Crutch walking, supervised by a physiotherapist, should be advised for 3-4 weeks.

Note: Toe-touch weight bearing stresses the hip and proximal femur less than non-weight bearing.

31 m 7

Follow up

Decreasing pain is a good indicator of healing, and clinical and radiological surveillance becomes generally unnecessary.

2. Protected weight bearing

Introduction

After surgical stabilization, the construct should be sufficiently robust to allow protected weight bearing. Smaller children may not be able to comply with this and may need immobilization.

Infection

See the additional material on postoperative infection.

Mechanics

Forces through the hip are less with toe-touch weight bearing than with no weight bearing. Therefore, toe-touch is normally recommended for initial mobilization. This needs to be taught to children by a physiotherapist.

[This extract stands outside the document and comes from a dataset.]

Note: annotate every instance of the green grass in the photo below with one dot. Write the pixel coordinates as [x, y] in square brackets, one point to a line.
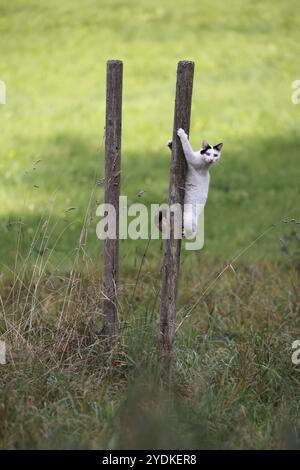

in situ fixation with k wires or screws

Range of movement

Range-of-movement exercises should start in the immediate postoperative period to prevent stiffness. Surgeons should indicate if any extremes of movement are forbidden.

Weight bearing

Having started with toe-touch weight bearing, children progress to partial weight bearing and then to full weight bearing according to their age and the predicted rate of healing of their fracture.
Even older adolescents should be fully weight bearing without aids at three months.

Sports

Swimming can be allowed as soon as partial weight bearing is permitted.
Contact sports should be avoided for at least six months.

Follow-up x-rays

X-rays are generally taken immediately after the surgery and at 6 and 12 weeks.

Implant removal

Implants that cross the physis should be removed if there is significant growth remaining. The fracture should be healed and consolidated prior to removal (see Healing times).

Implants in young children should always be removed to prevent them from being covered by bony overgrowth.

Implant removal is not compulsory in adolescents.